You helped your veteran client obtain eligibility for veterans pension with aid and attendance. The application was filed, all verification materials were submitted, and you wait for an answer. The good news is, your client was awarded with benefits. You feel really good about helping veteran clients. You feel even better when the Veterans Administration approves a claim for one of your clients.
But then the call comes in. The client is calling to ask you why they haven’t received any money.
You review the award letter and it clearly states that the veteran will begin receiving the maximum award of $1,949 per month beginning the month after the date on the letter. However, it appears that the VA is “withholding the release of funds for the retroactive, lump sum payment” that is due for the past 10 months (or more). This is the amount due from the month after the application was filed through the date of the award.
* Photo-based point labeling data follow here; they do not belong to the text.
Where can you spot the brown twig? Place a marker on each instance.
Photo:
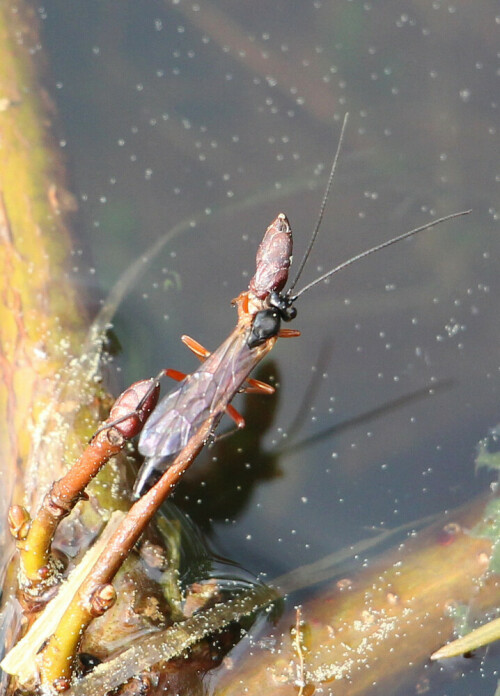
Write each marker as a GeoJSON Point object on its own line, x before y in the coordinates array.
{"type": "Point", "coordinates": [128, 414]}
{"type": "Point", "coordinates": [96, 595]}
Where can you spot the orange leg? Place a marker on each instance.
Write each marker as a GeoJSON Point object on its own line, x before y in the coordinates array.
{"type": "Point", "coordinates": [288, 333]}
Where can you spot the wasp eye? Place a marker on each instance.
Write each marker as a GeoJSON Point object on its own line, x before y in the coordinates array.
{"type": "Point", "coordinates": [265, 325]}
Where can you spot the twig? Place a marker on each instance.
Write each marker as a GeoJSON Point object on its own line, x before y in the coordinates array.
{"type": "Point", "coordinates": [96, 594]}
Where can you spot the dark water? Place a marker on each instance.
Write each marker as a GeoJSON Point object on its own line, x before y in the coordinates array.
{"type": "Point", "coordinates": [172, 110]}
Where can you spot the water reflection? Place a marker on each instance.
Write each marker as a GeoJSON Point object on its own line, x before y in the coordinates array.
{"type": "Point", "coordinates": [175, 109]}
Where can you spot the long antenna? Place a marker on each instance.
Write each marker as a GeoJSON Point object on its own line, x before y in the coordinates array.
{"type": "Point", "coordinates": [322, 208]}
{"type": "Point", "coordinates": [378, 247]}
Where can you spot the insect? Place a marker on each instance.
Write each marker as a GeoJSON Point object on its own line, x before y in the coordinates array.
{"type": "Point", "coordinates": [205, 395]}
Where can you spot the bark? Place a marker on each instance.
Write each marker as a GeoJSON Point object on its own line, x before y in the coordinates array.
{"type": "Point", "coordinates": [355, 633]}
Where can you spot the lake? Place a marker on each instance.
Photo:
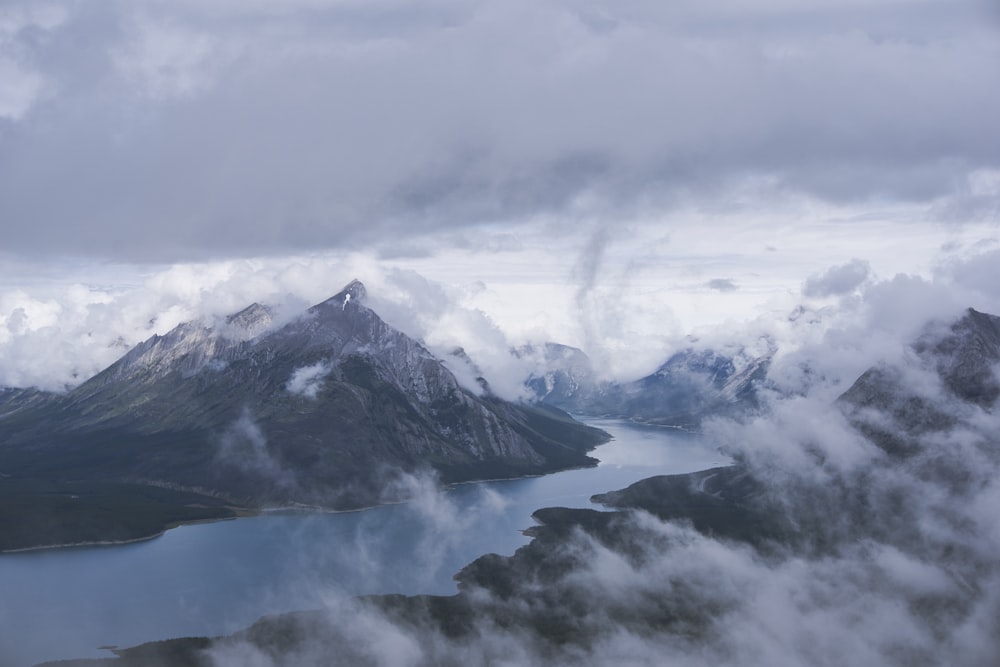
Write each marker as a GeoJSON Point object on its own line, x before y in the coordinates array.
{"type": "Point", "coordinates": [216, 578]}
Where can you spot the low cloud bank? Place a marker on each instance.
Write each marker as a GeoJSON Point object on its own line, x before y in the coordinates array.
{"type": "Point", "coordinates": [890, 557]}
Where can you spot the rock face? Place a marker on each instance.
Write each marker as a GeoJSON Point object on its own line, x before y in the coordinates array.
{"type": "Point", "coordinates": [690, 386]}
{"type": "Point", "coordinates": [324, 410]}
{"type": "Point", "coordinates": [952, 372]}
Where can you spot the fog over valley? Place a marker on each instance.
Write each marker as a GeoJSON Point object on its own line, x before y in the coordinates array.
{"type": "Point", "coordinates": [713, 286]}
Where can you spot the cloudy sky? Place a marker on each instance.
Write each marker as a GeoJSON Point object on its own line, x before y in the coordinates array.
{"type": "Point", "coordinates": [614, 176]}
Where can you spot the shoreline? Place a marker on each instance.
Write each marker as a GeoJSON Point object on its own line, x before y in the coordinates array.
{"type": "Point", "coordinates": [131, 540]}
{"type": "Point", "coordinates": [245, 512]}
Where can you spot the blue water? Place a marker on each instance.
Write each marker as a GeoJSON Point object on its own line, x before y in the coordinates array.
{"type": "Point", "coordinates": [215, 578]}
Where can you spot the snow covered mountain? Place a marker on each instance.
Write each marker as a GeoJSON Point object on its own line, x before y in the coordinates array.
{"type": "Point", "coordinates": [689, 386]}
{"type": "Point", "coordinates": [325, 409]}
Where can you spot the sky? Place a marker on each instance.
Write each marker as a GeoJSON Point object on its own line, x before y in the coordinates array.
{"type": "Point", "coordinates": [630, 178]}
{"type": "Point", "coordinates": [617, 177]}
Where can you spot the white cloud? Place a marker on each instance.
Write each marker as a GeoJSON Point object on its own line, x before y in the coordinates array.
{"type": "Point", "coordinates": [308, 380]}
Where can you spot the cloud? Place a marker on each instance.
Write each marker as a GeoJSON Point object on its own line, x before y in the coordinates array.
{"type": "Point", "coordinates": [897, 564]}
{"type": "Point", "coordinates": [722, 285]}
{"type": "Point", "coordinates": [308, 380]}
{"type": "Point", "coordinates": [838, 280]}
{"type": "Point", "coordinates": [188, 131]}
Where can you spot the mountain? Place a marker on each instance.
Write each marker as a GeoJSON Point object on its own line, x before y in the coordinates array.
{"type": "Point", "coordinates": [326, 409]}
{"type": "Point", "coordinates": [952, 372]}
{"type": "Point", "coordinates": [688, 387]}
{"type": "Point", "coordinates": [890, 560]}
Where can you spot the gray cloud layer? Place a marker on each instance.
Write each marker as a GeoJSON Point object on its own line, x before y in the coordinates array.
{"type": "Point", "coordinates": [159, 130]}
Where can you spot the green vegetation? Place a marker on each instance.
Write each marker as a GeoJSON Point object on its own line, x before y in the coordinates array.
{"type": "Point", "coordinates": [40, 513]}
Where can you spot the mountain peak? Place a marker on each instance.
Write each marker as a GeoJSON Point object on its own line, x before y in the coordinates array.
{"type": "Point", "coordinates": [354, 292]}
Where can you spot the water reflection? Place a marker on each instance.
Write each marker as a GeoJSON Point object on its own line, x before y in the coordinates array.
{"type": "Point", "coordinates": [217, 578]}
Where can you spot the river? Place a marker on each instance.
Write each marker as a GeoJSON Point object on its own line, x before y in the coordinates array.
{"type": "Point", "coordinates": [216, 578]}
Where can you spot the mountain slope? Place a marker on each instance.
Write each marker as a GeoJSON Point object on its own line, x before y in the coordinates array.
{"type": "Point", "coordinates": [690, 386]}
{"type": "Point", "coordinates": [326, 409]}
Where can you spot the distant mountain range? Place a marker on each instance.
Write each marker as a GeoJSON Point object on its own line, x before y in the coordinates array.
{"type": "Point", "coordinates": [323, 410]}
{"type": "Point", "coordinates": [688, 387]}
{"type": "Point", "coordinates": [589, 578]}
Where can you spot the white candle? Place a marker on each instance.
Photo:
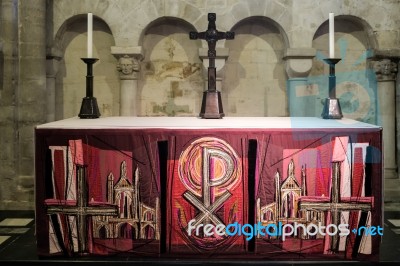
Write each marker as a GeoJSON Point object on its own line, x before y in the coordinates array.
{"type": "Point", "coordinates": [90, 35]}
{"type": "Point", "coordinates": [331, 35]}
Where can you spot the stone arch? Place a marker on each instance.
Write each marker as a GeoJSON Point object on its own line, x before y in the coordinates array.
{"type": "Point", "coordinates": [355, 80]}
{"type": "Point", "coordinates": [172, 73]}
{"type": "Point", "coordinates": [70, 81]}
{"type": "Point", "coordinates": [256, 63]}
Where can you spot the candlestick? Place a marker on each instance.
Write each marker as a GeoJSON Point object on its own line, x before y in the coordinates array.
{"type": "Point", "coordinates": [331, 35]}
{"type": "Point", "coordinates": [89, 108]}
{"type": "Point", "coordinates": [90, 36]}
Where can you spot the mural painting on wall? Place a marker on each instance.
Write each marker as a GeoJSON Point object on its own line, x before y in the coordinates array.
{"type": "Point", "coordinates": [173, 78]}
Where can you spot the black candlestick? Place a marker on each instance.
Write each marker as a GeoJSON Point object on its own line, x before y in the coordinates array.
{"type": "Point", "coordinates": [332, 108]}
{"type": "Point", "coordinates": [89, 108]}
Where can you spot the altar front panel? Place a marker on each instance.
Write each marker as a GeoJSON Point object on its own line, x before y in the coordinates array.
{"type": "Point", "coordinates": [160, 187]}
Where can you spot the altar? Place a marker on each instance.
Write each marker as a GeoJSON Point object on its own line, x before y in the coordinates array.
{"type": "Point", "coordinates": [270, 188]}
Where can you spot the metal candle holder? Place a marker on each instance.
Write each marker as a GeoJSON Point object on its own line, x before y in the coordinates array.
{"type": "Point", "coordinates": [332, 108]}
{"type": "Point", "coordinates": [89, 108]}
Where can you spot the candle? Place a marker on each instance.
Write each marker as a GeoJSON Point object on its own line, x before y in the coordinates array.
{"type": "Point", "coordinates": [331, 36]}
{"type": "Point", "coordinates": [90, 35]}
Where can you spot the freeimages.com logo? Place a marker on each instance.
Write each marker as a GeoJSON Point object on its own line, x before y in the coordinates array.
{"type": "Point", "coordinates": [278, 230]}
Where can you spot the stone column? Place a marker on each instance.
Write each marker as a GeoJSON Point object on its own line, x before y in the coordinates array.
{"type": "Point", "coordinates": [386, 71]}
{"type": "Point", "coordinates": [222, 56]}
{"type": "Point", "coordinates": [52, 63]}
{"type": "Point", "coordinates": [301, 95]}
{"type": "Point", "coordinates": [31, 91]}
{"type": "Point", "coordinates": [128, 66]}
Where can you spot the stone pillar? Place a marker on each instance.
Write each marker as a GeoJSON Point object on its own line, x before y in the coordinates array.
{"type": "Point", "coordinates": [128, 66]}
{"type": "Point", "coordinates": [301, 95]}
{"type": "Point", "coordinates": [52, 63]}
{"type": "Point", "coordinates": [31, 91]}
{"type": "Point", "coordinates": [222, 56]}
{"type": "Point", "coordinates": [386, 71]}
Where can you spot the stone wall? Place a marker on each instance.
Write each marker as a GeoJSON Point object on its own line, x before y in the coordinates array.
{"type": "Point", "coordinates": [274, 67]}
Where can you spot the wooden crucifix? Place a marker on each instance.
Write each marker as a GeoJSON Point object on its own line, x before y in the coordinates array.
{"type": "Point", "coordinates": [211, 106]}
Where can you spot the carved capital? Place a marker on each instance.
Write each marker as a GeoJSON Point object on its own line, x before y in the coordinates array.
{"type": "Point", "coordinates": [53, 57]}
{"type": "Point", "coordinates": [128, 67]}
{"type": "Point", "coordinates": [129, 59]}
{"type": "Point", "coordinates": [385, 69]}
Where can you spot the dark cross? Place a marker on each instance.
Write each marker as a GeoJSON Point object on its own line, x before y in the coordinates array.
{"type": "Point", "coordinates": [336, 204]}
{"type": "Point", "coordinates": [82, 209]}
{"type": "Point", "coordinates": [212, 104]}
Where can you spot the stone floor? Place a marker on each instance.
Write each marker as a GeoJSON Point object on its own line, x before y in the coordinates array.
{"type": "Point", "coordinates": [17, 239]}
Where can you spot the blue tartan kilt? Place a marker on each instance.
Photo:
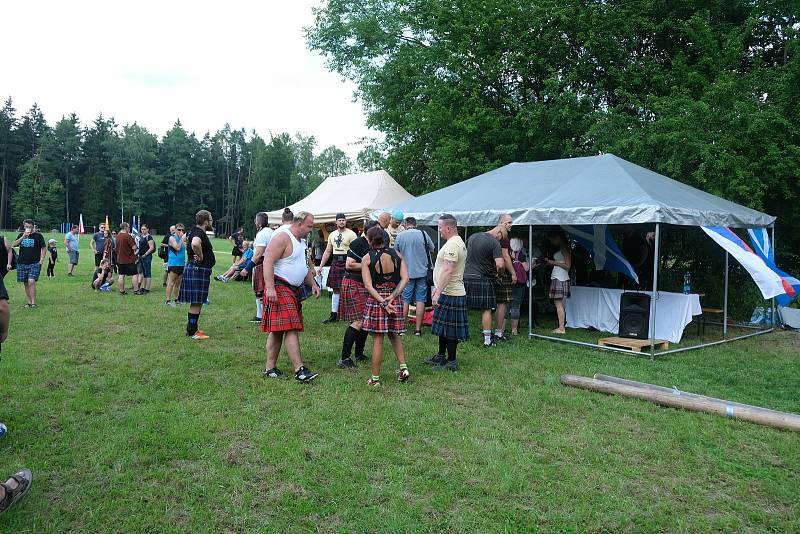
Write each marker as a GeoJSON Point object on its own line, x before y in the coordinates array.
{"type": "Point", "coordinates": [194, 284]}
{"type": "Point", "coordinates": [450, 318]}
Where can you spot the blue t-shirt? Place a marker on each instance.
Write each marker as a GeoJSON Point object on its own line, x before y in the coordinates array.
{"type": "Point", "coordinates": [411, 244]}
{"type": "Point", "coordinates": [72, 242]}
{"type": "Point", "coordinates": [177, 259]}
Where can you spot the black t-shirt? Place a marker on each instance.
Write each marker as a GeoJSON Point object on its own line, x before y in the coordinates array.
{"type": "Point", "coordinates": [30, 248]}
{"type": "Point", "coordinates": [482, 250]}
{"type": "Point", "coordinates": [144, 241]}
{"type": "Point", "coordinates": [358, 249]}
{"type": "Point", "coordinates": [208, 252]}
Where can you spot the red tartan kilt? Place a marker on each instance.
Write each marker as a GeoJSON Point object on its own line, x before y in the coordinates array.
{"type": "Point", "coordinates": [283, 314]}
{"type": "Point", "coordinates": [354, 297]}
{"type": "Point", "coordinates": [377, 320]}
{"type": "Point", "coordinates": [258, 280]}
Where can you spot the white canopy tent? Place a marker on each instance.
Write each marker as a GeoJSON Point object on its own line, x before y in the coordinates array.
{"type": "Point", "coordinates": [591, 190]}
{"type": "Point", "coordinates": [355, 195]}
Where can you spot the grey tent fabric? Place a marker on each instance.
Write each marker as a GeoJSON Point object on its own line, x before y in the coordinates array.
{"type": "Point", "coordinates": [601, 189]}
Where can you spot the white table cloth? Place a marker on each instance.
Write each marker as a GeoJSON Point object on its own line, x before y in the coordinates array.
{"type": "Point", "coordinates": [598, 308]}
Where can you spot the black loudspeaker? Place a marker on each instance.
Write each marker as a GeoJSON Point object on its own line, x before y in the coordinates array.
{"type": "Point", "coordinates": [634, 316]}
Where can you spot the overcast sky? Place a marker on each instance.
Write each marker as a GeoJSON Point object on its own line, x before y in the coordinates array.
{"type": "Point", "coordinates": [205, 63]}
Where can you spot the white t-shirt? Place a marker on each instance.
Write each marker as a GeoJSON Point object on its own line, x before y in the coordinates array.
{"type": "Point", "coordinates": [263, 237]}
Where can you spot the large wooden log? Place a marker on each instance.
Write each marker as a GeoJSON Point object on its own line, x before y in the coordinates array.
{"type": "Point", "coordinates": [784, 421]}
{"type": "Point", "coordinates": [674, 391]}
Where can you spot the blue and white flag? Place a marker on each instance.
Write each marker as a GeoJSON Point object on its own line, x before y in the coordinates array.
{"type": "Point", "coordinates": [607, 256]}
{"type": "Point", "coordinates": [763, 247]}
{"type": "Point", "coordinates": [768, 282]}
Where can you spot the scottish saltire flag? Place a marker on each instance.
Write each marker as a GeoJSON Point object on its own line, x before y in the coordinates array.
{"type": "Point", "coordinates": [763, 247]}
{"type": "Point", "coordinates": [768, 282]}
{"type": "Point", "coordinates": [598, 240]}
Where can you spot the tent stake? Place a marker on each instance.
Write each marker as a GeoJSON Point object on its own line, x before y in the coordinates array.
{"type": "Point", "coordinates": [656, 261]}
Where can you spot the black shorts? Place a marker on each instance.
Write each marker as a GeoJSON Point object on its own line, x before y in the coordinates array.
{"type": "Point", "coordinates": [127, 269]}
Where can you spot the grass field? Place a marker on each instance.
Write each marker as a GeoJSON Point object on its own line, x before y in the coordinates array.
{"type": "Point", "coordinates": [129, 426]}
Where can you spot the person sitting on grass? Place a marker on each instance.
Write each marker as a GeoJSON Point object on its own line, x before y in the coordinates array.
{"type": "Point", "coordinates": [237, 267]}
{"type": "Point", "coordinates": [385, 276]}
{"type": "Point", "coordinates": [103, 277]}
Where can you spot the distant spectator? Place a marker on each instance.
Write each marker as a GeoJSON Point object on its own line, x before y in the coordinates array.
{"type": "Point", "coordinates": [98, 244]}
{"type": "Point", "coordinates": [126, 257]}
{"type": "Point", "coordinates": [52, 258]}
{"type": "Point", "coordinates": [32, 250]}
{"type": "Point", "coordinates": [71, 241]}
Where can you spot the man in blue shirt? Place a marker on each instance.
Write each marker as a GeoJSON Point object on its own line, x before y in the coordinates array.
{"type": "Point", "coordinates": [72, 244]}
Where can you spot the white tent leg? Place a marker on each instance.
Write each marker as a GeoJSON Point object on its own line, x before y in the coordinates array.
{"type": "Point", "coordinates": [530, 281]}
{"type": "Point", "coordinates": [656, 261]}
{"type": "Point", "coordinates": [725, 302]}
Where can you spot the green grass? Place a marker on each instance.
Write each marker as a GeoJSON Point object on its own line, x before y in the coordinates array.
{"type": "Point", "coordinates": [128, 426]}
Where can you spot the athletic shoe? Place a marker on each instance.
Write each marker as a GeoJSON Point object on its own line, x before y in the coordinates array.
{"type": "Point", "coordinates": [436, 359]}
{"type": "Point", "coordinates": [447, 366]}
{"type": "Point", "coordinates": [273, 373]}
{"type": "Point", "coordinates": [304, 374]}
{"type": "Point", "coordinates": [346, 363]}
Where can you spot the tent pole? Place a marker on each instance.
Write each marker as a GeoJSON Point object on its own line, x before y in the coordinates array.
{"type": "Point", "coordinates": [530, 280]}
{"type": "Point", "coordinates": [725, 302]}
{"type": "Point", "coordinates": [656, 261]}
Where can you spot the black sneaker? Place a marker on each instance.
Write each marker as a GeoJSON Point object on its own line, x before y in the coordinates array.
{"type": "Point", "coordinates": [447, 366]}
{"type": "Point", "coordinates": [273, 373]}
{"type": "Point", "coordinates": [346, 363]}
{"type": "Point", "coordinates": [436, 359]}
{"type": "Point", "coordinates": [304, 374]}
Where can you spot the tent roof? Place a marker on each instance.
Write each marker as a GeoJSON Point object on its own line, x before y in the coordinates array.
{"type": "Point", "coordinates": [602, 189]}
{"type": "Point", "coordinates": [355, 195]}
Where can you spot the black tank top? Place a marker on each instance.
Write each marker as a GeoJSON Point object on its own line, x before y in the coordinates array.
{"type": "Point", "coordinates": [376, 268]}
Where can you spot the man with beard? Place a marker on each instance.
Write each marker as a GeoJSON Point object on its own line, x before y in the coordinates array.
{"type": "Point", "coordinates": [338, 244]}
{"type": "Point", "coordinates": [354, 297]}
{"type": "Point", "coordinates": [197, 273]}
{"type": "Point", "coordinates": [285, 271]}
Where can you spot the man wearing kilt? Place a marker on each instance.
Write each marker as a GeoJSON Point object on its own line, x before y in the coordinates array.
{"type": "Point", "coordinates": [263, 236]}
{"type": "Point", "coordinates": [484, 262]}
{"type": "Point", "coordinates": [385, 276]}
{"type": "Point", "coordinates": [338, 244]}
{"type": "Point", "coordinates": [354, 296]}
{"type": "Point", "coordinates": [197, 273]}
{"type": "Point", "coordinates": [449, 296]}
{"type": "Point", "coordinates": [285, 271]}
{"type": "Point", "coordinates": [506, 278]}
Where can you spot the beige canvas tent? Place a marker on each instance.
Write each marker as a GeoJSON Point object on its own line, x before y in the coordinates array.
{"type": "Point", "coordinates": [355, 195]}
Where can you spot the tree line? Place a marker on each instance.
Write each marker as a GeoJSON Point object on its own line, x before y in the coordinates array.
{"type": "Point", "coordinates": [54, 173]}
{"type": "Point", "coordinates": [707, 93]}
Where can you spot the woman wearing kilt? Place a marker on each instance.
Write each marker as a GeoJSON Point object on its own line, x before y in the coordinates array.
{"type": "Point", "coordinates": [197, 273]}
{"type": "Point", "coordinates": [559, 279]}
{"type": "Point", "coordinates": [449, 296]}
{"type": "Point", "coordinates": [385, 275]}
{"type": "Point", "coordinates": [354, 297]}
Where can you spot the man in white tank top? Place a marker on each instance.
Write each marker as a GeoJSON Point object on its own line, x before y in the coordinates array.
{"type": "Point", "coordinates": [285, 270]}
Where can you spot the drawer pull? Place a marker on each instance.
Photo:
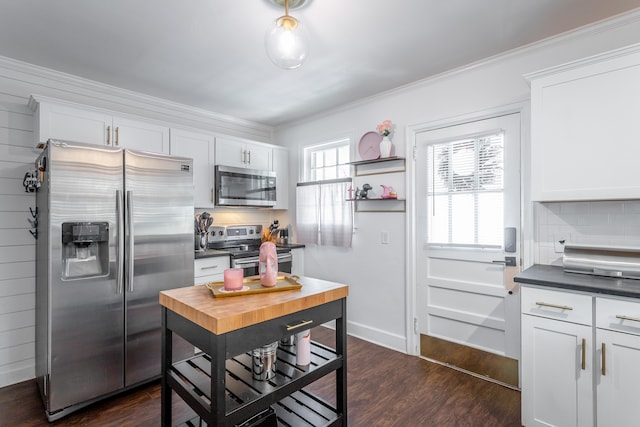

For claimants who are mentally competent and there is no evidence in the medical records that indicate the person can’t manage their own financial affairs, they will receive their monthly income payments, including the retroactive back pay, immediately upon application approval. The first month and the retroactive check will come through the mail. Subsequent monthly checks will be automatically deposited into the claimant’s bank account if one was provided in the application.
Many elderly clients seeking pension with aid and attendance are not competent to manage their own financial affairs, usually due to dementia or Alzheimer’s disease. These claimant’s will receive a letter of notification saying “there is indication in the file that you may not be competent to manage your own financial affairs” and the letter then gives the claimant the option to ask for a fair hearing to determine capacity or to waive the fair hearing. If the person requests the hearing, the approval process and payment will be delayed a very long time while waiting for a hearing to be scheduled and then ruled upon. It is generally best for the claimant to waive the request for a hearing and specifically ask the VA to process the award as soon as possible.
The Fiduciary Process
Once the VA has indication that the claimant may be incompetent, a VA Field Examiner (“FE”) will conduct an Initial Appointment (“IA”) field examination to assess the competency and welfare of the beneficiary, and determine whether the beneficiary should receive benefit payments directly, but with VA supervision as a supervised direct payment (SDP) beneficiary, or through a fiduciary.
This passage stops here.